When $Q=2$ we have two attempts $K1$ and $K2$ where $1<=K1<=N$ and $1<=K2<=N$. Further, $K1+K2>=N$.
In the first attempt $K1$ unique numbers will be picked.
In the second attempt there will be $N-K1$ unique numbers and $K1$ duplicates (of the first attempt) to pick from. Further it's know that $K2 >= N-K1$.

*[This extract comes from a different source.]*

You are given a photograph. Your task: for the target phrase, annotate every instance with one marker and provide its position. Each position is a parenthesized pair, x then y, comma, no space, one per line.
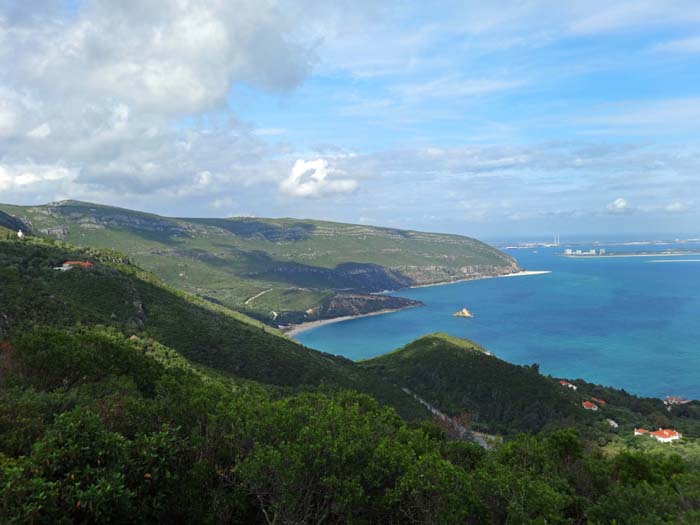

So for the whole experiment to be a succes, we must pick all $N-K1$ unique numbers in the $K2$ picks. The number of combinations giving succes is then found as:
$$NumberOfCombinationGivingSucces = \binom{K2}{N-K1}$$
Now consider the case where $K2>=K1$
In this case the number of duplicates picked in the second attempt will be in the range "NumbersToPick - NumberOfUniqueNumbers" to "NumbersOfDuplicates". Or as a formula the range is from $K2-(N-K1)$ to $K1$. So we can calculate the total number of combinations like:
$$TotalNumberOfCombinations = \sum_{i=K2-(N-K1)}^{K1}{\binom{K2}{i}}$$
So with the restrictions a) $Q=2$ b) $K1+K2>=N$ and c) $K2>=K1$ the probability of picking all N numbers in the two attempts $K1$ and $K2$ is:
$$P = \frac{\binom{K2}{N-K1}}{\sum_{i=K2-(N-K1)}^{K1}{\binom{K2}{i}}}$$
Using the same principle the case $K2<K1$ can be calculated.